Documentary Review: Dear Zachary

DearZachary

Don’t watch this film. Seriously, you’ll thank me. Oh, it’s not that it makes the mistakes of the previous films I’ve reviewed. The character are all fleshed out and identifiable, the production and editing are solid, and the narrative is phenomenal. “But Sam,” I hear you say. “These all sound like traits of a good film!” And, you would be absolutely right; Dear Zachary is an amazing movie. But you still shouldn’t watch it.

Though, perhaps I’m getting ahead of myself. Dear Zachary: A Letter to a Son About His Father, is exactly what it sounds like. Film maker Kurt Kuenne’s closest friend, Andrew Bagby had passed on, leaving an infant son, Zachery, behind. The film began life as a collection of interviews of Andrew’s friends and family, mixed with old home video footage shot by Kuenne. Of course, films like this never receive much attention unless there is some form of twist, and it is a big one. Shirley Turner, little Zachery’s mother, is revealed to be the one who killed Bagby. Following this early reveal, the bulk of the film follows Bagby’s parents, David and Kathleen, fighting to gain custody of Zachary from their son’s killer. This culminates in a climax that I would not dare spoil.
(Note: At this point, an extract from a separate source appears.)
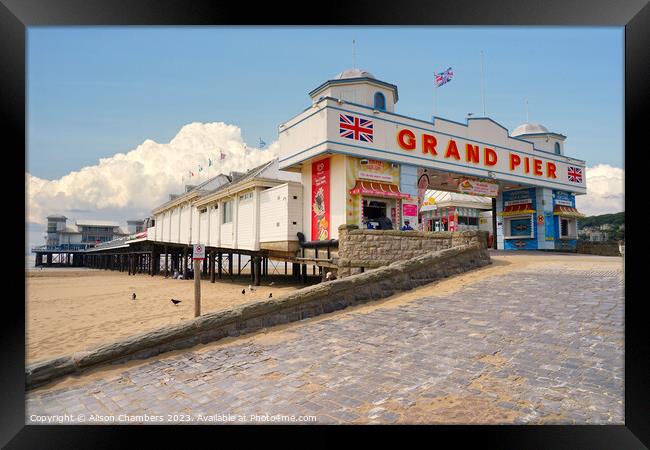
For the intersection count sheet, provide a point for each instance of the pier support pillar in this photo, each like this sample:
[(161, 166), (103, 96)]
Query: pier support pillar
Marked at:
[(258, 269)]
Every note comes together in a beautiful, yet heartbreaking sonata that shows just how powerful the documentary can be. The story is something nobody could have come up with in fiction. Rewatching it after seeing all of the other documentaries for this class, I can truly appreciate how well done it is. It succeeds in creator insertion where Moore’s Bowling for Columbine fails in that the creator is part of the story, but does not ever try to become the focus of the narrative. Unilke A Man Named Pearl, no part of the story seems wasted or superfluous. Finally, it delivers the raw emotion more than anything else on this list. I have seen Dear Zachery twice, and I have cried twice.

So, now you see. Dear Zachery is a brilliant film, that for your own sake, you should avoid.